Inebriado pelo clima, me encantei – e não pude evitar de puxar papo – com um casal de adolescentes que, em seus 14 anos de idade, estava vendo um pôr do sol juntos, de mãos dadas, em uma das maiores praças da região. Amáveis e simpáticos, não conseguiam entender quando perguntei se seus pais sabiam que estavam juntos, se não tinham medo de estarem ali. Meu inglês estava bom na época, então não era uma questão da barreira linguística. Eles não conseguiam sequer alcançar o lugar de exclusão do qual provinha a minha pergunta, principalmente quando contei, envergonhado, que aquela realidade que viviam não era a minha realidade.

Talvez esteja romantizando um pouco o diálogo e a situação, afinal já se passaram mais de 13 anos e tampouco morei na Holanda, então não consigo afirmar a representatividade do que testemunhei. Ambos possuíam 14 anos, isso era um fato. Também estavam tranquilos de mãos dadas em plena praça, outro fato. E também posso afirmar que não era à época uma realidade que via frequentemente em Fortaleza ou no Brasil.

De volta ao Brasil, quando o beijo no ônibus foi motivo de medo e tensão, compreendi finalmente toda a extensão da exclusão que pessoas LGBTQIA+ vivem. Entendi por que os jovens de 14 anos de mãos dadas em uma praça haviam me deixado embasbacado. Cresci imerso numa realidade de opressão que não me permitia sequer captar a magnitude da exclusão que me era imposta. Não me sentia livre para viver plenamente meus afetos na sociedade e nas cidades brasileiras. Eu não sabia o que era liberdade.

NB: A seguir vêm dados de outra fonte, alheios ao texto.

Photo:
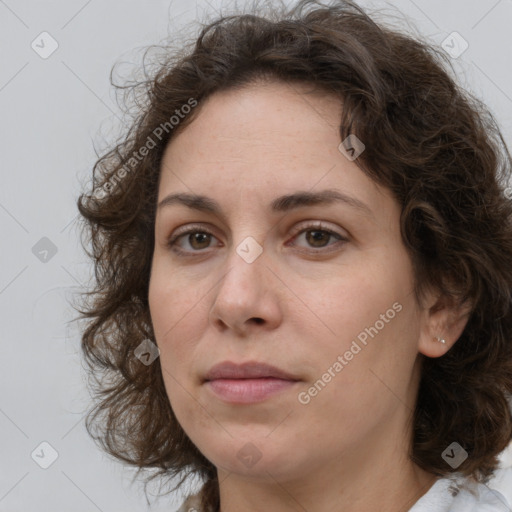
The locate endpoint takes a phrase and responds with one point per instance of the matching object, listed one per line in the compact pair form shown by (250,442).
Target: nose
(247,296)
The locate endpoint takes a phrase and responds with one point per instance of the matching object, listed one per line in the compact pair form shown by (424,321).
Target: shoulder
(460,494)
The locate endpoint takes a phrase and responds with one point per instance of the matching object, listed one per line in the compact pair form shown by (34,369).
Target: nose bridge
(245,291)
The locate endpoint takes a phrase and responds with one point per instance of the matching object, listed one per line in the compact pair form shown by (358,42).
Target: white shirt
(451,494)
(459,494)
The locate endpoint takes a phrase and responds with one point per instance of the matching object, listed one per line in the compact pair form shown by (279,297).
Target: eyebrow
(280,204)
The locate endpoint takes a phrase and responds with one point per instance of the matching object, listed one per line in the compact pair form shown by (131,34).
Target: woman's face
(331,305)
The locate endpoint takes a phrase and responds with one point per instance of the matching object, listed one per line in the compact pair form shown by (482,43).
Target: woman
(303,256)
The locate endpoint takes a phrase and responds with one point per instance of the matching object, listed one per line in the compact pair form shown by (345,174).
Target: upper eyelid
(318,224)
(297,230)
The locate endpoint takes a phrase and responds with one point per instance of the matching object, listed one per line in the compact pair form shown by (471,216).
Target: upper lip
(248,370)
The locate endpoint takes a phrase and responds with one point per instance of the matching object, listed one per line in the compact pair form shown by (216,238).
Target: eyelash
(199,229)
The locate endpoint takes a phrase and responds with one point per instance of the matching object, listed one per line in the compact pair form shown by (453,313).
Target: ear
(441,318)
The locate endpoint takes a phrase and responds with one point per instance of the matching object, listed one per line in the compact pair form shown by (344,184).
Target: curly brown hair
(436,147)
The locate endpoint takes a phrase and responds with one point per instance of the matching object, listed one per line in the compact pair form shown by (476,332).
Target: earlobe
(442,327)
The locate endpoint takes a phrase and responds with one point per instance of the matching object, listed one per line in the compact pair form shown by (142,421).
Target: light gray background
(51,112)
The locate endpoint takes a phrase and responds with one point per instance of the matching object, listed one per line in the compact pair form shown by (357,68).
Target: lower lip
(246,391)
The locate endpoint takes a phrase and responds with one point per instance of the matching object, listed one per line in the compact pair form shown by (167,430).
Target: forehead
(263,140)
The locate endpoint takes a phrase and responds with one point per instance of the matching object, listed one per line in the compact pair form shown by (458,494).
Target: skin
(346,449)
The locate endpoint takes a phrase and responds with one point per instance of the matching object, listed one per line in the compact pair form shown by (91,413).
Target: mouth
(247,383)
(246,391)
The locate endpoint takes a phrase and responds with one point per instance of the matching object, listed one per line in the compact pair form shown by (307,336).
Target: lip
(247,382)
(247,391)
(247,370)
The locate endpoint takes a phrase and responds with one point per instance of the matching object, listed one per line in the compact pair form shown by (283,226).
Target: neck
(375,475)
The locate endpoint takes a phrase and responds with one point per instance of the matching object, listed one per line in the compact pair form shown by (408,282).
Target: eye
(317,235)
(199,238)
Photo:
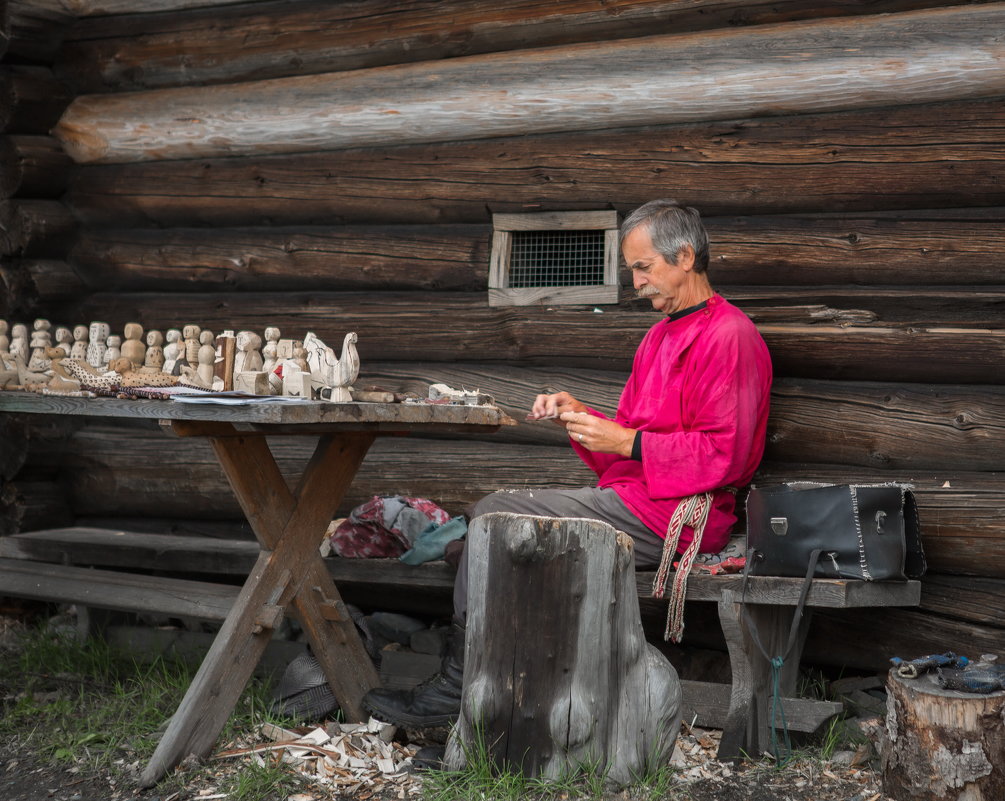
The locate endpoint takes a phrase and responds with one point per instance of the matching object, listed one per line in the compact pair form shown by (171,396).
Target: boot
(436,702)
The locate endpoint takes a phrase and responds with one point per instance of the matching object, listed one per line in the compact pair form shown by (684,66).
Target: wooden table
(288,524)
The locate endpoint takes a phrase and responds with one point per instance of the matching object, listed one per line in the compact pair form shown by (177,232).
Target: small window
(554,257)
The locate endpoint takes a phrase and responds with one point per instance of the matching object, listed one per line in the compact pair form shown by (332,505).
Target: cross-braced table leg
(288,573)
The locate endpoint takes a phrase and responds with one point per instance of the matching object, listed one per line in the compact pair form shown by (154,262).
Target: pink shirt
(698,392)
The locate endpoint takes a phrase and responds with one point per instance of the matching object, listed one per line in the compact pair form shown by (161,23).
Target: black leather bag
(865,532)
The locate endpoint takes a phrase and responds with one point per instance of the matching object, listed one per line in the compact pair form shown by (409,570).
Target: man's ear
(685,258)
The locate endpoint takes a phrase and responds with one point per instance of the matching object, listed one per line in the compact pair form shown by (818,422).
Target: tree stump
(943,745)
(558,674)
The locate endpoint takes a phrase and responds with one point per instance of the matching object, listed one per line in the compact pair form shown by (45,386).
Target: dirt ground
(24,778)
(848,775)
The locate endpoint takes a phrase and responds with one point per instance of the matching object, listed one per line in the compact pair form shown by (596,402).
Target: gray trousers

Naquele momento, me surpreendi pensando o quanto me encontrava disposto a, literalmente, dar a cara a tapa e a viver a partir de então meus afetos de modo público e, consequentemente, político. Claro, trata-se de uma postura ancorada nos privilégios que o fato de ser um homem cisgênero, branco, de classe média alta, me confere. Mas é justamente por isso que acredito ser meu dever estar junto na linha de frente desse embate pelo direito à cidade, uma luta coletiva travada cotidianamente por LGTBQIA+ em todo o Brasil.

Sonhamos e trabalhamos para que, em algum momento do futuro, o Dia dos Namorados não seja causa de medo, vergonha e exclusão. Reivindicamos o direito a beijar no ônibus, a andar de mãos dadas, a namorar na praça. Não aceitaremos nada menos que a liberdade.

Rodrigo Iacovini

Doutor em Planejamento Urbano e regional pela USP, é coordenador da Escola da Cidadania do Instituto Pólis e assessor da Global Platform for the Right to the City.